Critics of OSHA enforcement policies have been demanding reforms in the agency's practices ever since the New York Times reported that in 93 percent of those cases where a worker is killed because the employer willfully violated safety regulations, the agency fails to push for criminal prosecution.

It now appears that OSHA is making a significant reform that could help improve its record of criminal enforcement. According to a Department of Justice (DOJ) official, however, there are other significant obstacles to prosecution that neither OSHA nor DOJ can easily change.

The agency is now preparing to teach its compliance officers how to do criminal investigations of workplace fatalities at the OSHA Training Institute. "Currently our inspectors are trained to do only civil investigations," said Richard Fairfax, director of OSHA's enforcement program. "Criminal cases require much more evidence than our typical civil cases to document willfulness." Fairfax says he aims to have two people in each OSHA area office who will be trained to handle criminal investigations.

Ron Hayes, founder of the FIGHT Project, an organization for family members of workers killed on the job and a frequent critic of OSHA, welcomed the news.

While OSHA does not refer the vast majority of willful violation fatality cases to the Department of Justice (DOJ) for criminal prosecution, DOJ drops most of the cases OSHA does refer. Hayes believes that botched OSHA investigations explain the figures revealed in the Times series and are also one reason the Justice Department declines so many OSHA cases.

"If trained properly, compliance officers would not mishandle these investigations," Hayes contended. "And we'd get a twofold kicker because then they wouldn't hurt families, as they do now, by falsely promising the survivors they will put those responsible for the fatality in prison."

A Justice Department official cautioned, however, that there are other impediments to criminal prosecution of OSHA cases.
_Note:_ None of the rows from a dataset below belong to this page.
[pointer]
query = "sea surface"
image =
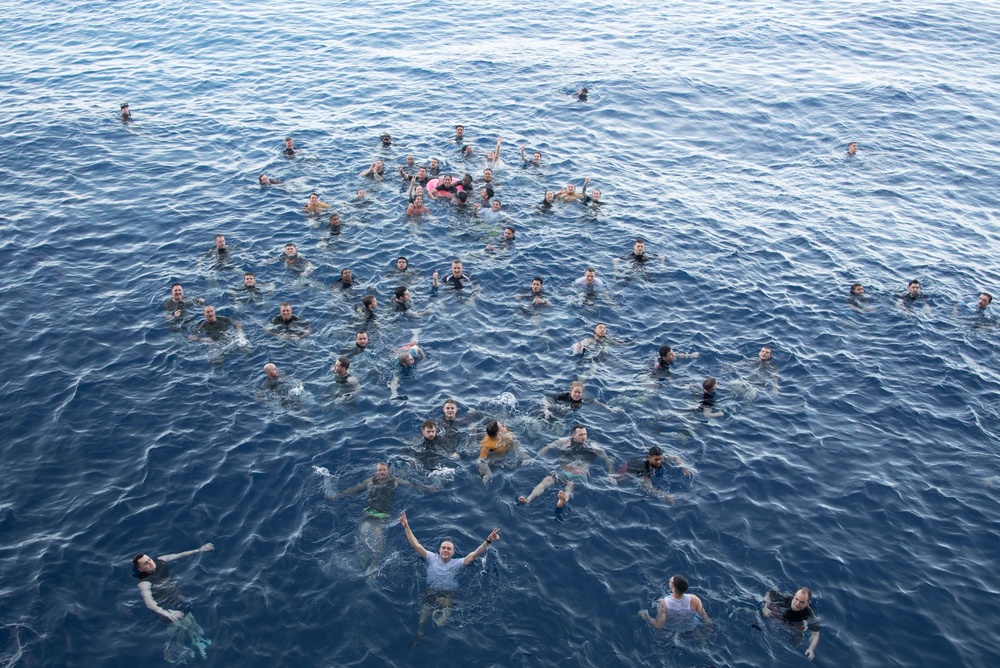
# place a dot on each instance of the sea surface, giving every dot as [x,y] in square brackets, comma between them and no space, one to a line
[716,132]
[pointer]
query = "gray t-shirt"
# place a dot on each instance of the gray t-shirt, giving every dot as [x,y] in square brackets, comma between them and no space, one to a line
[442,575]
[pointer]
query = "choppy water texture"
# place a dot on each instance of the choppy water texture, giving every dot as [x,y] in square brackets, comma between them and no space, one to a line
[715,130]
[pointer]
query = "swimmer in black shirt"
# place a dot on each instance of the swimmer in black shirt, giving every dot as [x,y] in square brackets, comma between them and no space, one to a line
[796,611]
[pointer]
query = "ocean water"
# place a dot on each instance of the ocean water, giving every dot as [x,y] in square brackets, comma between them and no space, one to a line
[716,131]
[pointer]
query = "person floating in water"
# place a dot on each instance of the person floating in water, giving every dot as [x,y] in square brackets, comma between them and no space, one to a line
[679,609]
[797,612]
[576,455]
[496,444]
[213,327]
[381,491]
[287,325]
[442,575]
[536,158]
[176,308]
[707,405]
[648,467]
[314,207]
[185,636]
Criminal cases demand proof 'beyond a reasonable doubt,' whereas a civil conviction requires only a 'preponderance of the evidence.'

"People have to understand the OSH Act was not designed for criminal prosecution," he explained. "And OSHA standards are not drafted with the specificity we often need to prove a case beyond a reasonable doubt."

The official added that "there is a lot of input from industry" in the drafting of OSHA standards, so it is not the agency's fault that the regulations are written so as to make criminal prosecution difficult. It can also be difficult to convince a jury a defendant violated a regulation "willfully" because the notion of willfulness is a state of mind that can only be induced indirectly from a person's behavior.
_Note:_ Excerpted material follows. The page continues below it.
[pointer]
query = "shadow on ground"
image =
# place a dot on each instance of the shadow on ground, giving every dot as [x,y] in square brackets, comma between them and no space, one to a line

"We have to show knowledge of the hazardous condition, the application of the regulation, and the failure to correct it," explained the official. A willful violation is not the same as an intentional killing, because that would be murder. The notion of willfulness therefore appears to exist in a somewhat fuzzy middle ground between ignorance of safety rules and homicide.

Finally, because a criminal prosecution 'turns the defendant's life upside down' and consumes scarce government resources, the Department of Justice does not prosecute cases unless it believes it will prevail in court.

Evidently, this is a judgment the Department of Justice rarely makes in OSHA cases. Since 1982, DOJ dropped 57 percent of the cases OSHA referred to the department for criminal prosecution and in another 25 percent defendants settled with the government before a trial and did not go to prison.